Mountain in Bremanger, Norway

Hornelen is a mountain in Bremanger Municipality in Vestland county, Norway. The mountain sits on the eastern end of the island of Bremangerlandet, along the Frøysjøen strait, in the Nordfjord region. At 860 m, it is the highest sea cliff in Europe (see illustration below), and has for a long time been used as a landmark for naval navigation.

Comparison of cliffs in Europe

The horizontal distance from the summit to the sea is approximately 500 m. Approximately 1 km to the west of the cliffside is the highest point on the island Bremangerlandet, called Svartevassegga which has an elevation of 889 m. The rock in Hornelen consists of sandstone of Devonian age, and it constitutes an important part of the geology of Norway.

==Access and modern tourism==
There are two possible routes to reach the summit. Both routes start from roughly sea level and can be initiated at either Berleneset or a parking lot at the cemetery at Hunskår. The easiest route follows a marked hiking trail that is roughly 7 km long and takes about four hours to reach the summit. The hiking season lasts from June to November.

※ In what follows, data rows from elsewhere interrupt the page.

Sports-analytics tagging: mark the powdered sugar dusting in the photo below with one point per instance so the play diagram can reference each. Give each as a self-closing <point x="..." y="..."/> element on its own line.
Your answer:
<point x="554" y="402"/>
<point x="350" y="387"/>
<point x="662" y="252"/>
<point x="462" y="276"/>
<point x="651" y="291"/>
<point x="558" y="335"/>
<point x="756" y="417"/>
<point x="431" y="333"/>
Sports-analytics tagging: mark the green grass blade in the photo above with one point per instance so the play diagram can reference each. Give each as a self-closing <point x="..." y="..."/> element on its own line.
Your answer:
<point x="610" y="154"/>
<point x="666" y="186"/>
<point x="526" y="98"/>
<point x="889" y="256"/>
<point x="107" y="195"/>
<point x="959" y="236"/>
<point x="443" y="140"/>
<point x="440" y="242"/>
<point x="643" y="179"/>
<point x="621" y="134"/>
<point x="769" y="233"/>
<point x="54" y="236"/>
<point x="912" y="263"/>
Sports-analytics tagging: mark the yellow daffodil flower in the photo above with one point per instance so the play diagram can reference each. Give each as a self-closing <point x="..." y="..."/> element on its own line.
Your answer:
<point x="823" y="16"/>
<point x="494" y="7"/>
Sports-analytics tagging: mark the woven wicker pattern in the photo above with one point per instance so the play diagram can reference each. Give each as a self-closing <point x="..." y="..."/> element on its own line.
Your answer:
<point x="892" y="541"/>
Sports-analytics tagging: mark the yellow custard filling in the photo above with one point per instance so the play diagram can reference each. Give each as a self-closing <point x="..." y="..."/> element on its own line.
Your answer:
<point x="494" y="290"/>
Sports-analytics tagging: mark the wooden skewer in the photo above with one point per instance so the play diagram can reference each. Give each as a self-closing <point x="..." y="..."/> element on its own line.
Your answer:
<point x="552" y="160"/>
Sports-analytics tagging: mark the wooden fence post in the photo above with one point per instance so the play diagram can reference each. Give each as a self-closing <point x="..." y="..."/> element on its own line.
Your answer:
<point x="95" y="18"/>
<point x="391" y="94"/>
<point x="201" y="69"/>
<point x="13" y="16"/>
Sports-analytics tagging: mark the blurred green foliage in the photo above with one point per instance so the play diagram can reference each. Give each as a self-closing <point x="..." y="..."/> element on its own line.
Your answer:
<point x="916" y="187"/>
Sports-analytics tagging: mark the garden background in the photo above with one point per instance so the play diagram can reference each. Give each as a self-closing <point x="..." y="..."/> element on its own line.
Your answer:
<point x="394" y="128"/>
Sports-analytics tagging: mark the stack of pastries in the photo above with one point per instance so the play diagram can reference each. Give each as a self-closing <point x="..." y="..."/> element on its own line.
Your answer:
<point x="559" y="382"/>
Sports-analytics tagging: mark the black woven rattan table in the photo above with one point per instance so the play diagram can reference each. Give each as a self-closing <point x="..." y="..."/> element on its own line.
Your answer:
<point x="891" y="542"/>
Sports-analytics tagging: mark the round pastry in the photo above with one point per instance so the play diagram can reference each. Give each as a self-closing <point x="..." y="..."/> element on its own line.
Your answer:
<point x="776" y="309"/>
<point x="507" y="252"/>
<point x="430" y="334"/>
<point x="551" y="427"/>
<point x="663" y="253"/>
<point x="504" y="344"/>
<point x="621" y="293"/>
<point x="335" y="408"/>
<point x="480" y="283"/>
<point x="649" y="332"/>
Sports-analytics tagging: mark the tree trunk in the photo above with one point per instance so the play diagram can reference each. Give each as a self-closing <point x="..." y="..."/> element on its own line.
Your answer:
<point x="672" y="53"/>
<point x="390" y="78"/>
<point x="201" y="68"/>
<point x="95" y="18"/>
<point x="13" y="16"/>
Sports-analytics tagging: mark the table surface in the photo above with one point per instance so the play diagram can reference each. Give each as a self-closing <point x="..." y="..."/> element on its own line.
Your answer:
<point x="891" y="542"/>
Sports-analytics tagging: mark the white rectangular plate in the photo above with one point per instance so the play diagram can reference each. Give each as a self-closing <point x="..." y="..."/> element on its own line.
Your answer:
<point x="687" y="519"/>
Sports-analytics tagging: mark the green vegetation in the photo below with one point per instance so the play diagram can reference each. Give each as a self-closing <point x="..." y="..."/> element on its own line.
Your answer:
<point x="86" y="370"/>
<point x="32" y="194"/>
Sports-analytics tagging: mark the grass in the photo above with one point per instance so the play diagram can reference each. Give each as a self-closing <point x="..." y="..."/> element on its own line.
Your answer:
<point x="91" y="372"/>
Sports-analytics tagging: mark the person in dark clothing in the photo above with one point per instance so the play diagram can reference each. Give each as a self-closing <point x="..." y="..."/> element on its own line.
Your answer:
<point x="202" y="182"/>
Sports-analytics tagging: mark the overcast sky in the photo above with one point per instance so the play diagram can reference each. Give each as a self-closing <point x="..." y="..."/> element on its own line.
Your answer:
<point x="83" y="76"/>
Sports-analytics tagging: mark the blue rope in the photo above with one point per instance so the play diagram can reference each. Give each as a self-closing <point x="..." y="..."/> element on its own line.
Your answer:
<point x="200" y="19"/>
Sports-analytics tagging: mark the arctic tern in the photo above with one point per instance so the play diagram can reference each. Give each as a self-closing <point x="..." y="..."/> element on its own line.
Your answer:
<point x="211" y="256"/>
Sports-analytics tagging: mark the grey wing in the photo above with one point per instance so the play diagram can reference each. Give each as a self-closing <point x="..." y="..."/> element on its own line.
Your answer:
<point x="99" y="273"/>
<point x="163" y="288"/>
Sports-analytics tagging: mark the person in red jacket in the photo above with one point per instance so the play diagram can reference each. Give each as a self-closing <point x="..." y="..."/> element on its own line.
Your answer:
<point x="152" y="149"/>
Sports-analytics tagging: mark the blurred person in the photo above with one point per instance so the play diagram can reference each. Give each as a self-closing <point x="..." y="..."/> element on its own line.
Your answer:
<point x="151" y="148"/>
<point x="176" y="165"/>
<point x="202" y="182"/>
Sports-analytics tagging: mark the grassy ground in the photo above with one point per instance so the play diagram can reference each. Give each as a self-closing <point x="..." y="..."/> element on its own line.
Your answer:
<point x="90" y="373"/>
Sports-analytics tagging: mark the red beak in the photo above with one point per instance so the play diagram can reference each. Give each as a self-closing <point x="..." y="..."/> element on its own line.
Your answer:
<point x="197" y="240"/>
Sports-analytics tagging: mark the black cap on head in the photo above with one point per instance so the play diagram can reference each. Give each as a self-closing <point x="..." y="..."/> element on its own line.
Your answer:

The second and more demanding route to reach the summit follows a publicly funded via ferrata climbing route named Olavsrute, established in 2022. This route is graded F and can take up to 9 hours to complete. During the main season, a local guide can be hired to take one up the via ferrata. The route may also be climbed without a guide if one pays a maintenance fee.

Due to safety concerns, Bremanger Municipality has wanted to restrict access to the via ferrata so that it cannot be climbed without a hired guide. However, in 2024, the Vestland county governor ruled that the freedom to roam also applies to the Hornelen via ferrata routes and that they can be climbed by anyone, even without a guide.